US-Präsident Trump hat Hope Hicks einmal seine "weitere Tochter" genannt. Jetzt soll die 30-Jährige in der Russland-Affäre aussagen. Beobachter erwarten, dass sich die frühere Kommunikationschefin Trumps bedeckt hält.

Der Vorsitzende des Justizausschusses im US-Kongress, der Demokrat Jerry Nadler, kündigte auf Twitter an, Hope Hicks werde am Mittwoch kommender Woche vor dem Gremium erscheinen. Die ehemalige Mitarbeiterin von US-Präsident Donald Trump kommt damit einer Vorladung des Ausschusses nach.

Die "Washington Post" hatte zuvor berichtet, Hicks wolle hinter verschlossenen Türen aussagen. Es könne sein, dass sie viele Fragen des Gremiums nicht beantworten werde und sich dabei auf eine Weisung aus dem Weißen Haus berufe. Die US-Regierungszentrale habe Hicks angewiesen, nicht mit dem Ausschuss zu kooperieren. Laut Nadler ist die Veröffentlichung einer Mitschrift der Befragung geplant.

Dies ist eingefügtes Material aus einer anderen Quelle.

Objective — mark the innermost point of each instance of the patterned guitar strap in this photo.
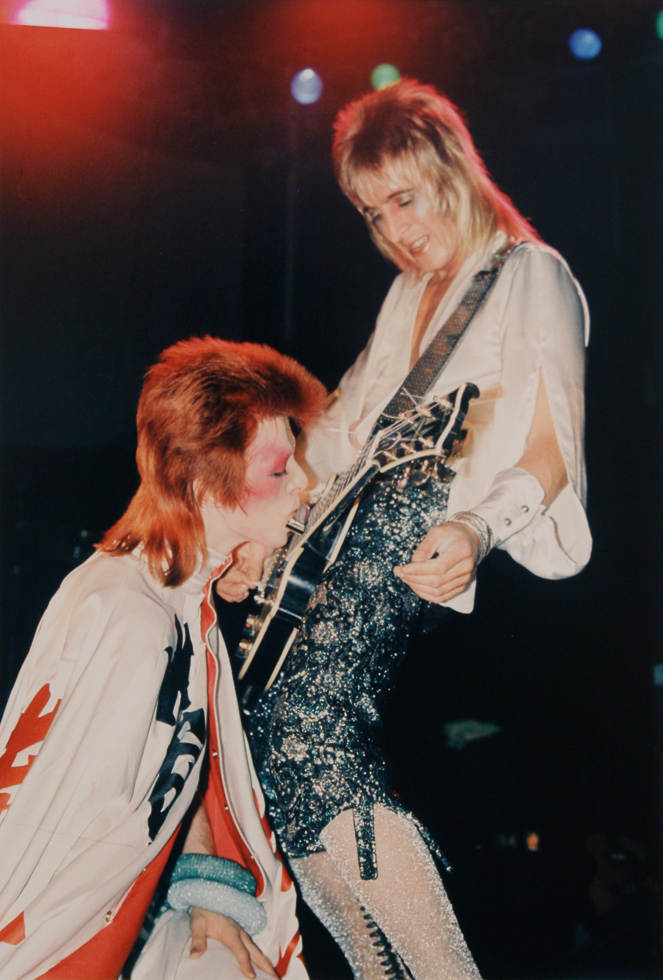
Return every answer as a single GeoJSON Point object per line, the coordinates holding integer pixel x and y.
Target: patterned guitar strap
{"type": "Point", "coordinates": [426, 371]}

Öffentlichkeitsarbeit im Wahlkampf

Hicks hatte mehrere Monate als Kommunikationsdirektorin für den Präsidenten gearbeitet und das Weiße Haus im Frühling 2018 verlassen. Inzwischen arbeitet sie für das Medienunternehmen 21st Century Fox. Insgesamt war sie mehr als drei Jahre für Trump tätig und machte auch Öffentlichkeitsarbeit für sein Wahlkampfteam 2016.

Die heute 30-Jährige zählte zu den wenigen Personen, die nicht zu Trumps Familie, aber trotzdem zum innersten Kreis seiner Vertrauten gehörten. Trump bezeichnete sie einmal als eine "weitere Tochter". Erstmals zu tun hatte sie mit der Familie als Model für die Modelinie von Trumps Tochter Ivanka.

Die Demokraten im US-Kongress haben diverse Personen aus Trumps Umfeld vorgeladen und von ihnen Unterlagen angefordert, um auch nach dem Abschluss der Russland-Untersuchung von Sonderermittler Robert Mueller offenen Fragen in der Affäre nachzugehen. Mueller hatte etwa zwei Jahre lang untersucht, ob das Wahlkampfteam von Trump geheime Absprachen mit Vertretern Russlands getroffen hat und ob Trump später, als er schon Präsident war, Ermittlungen der Justiz in der Sache behinderte.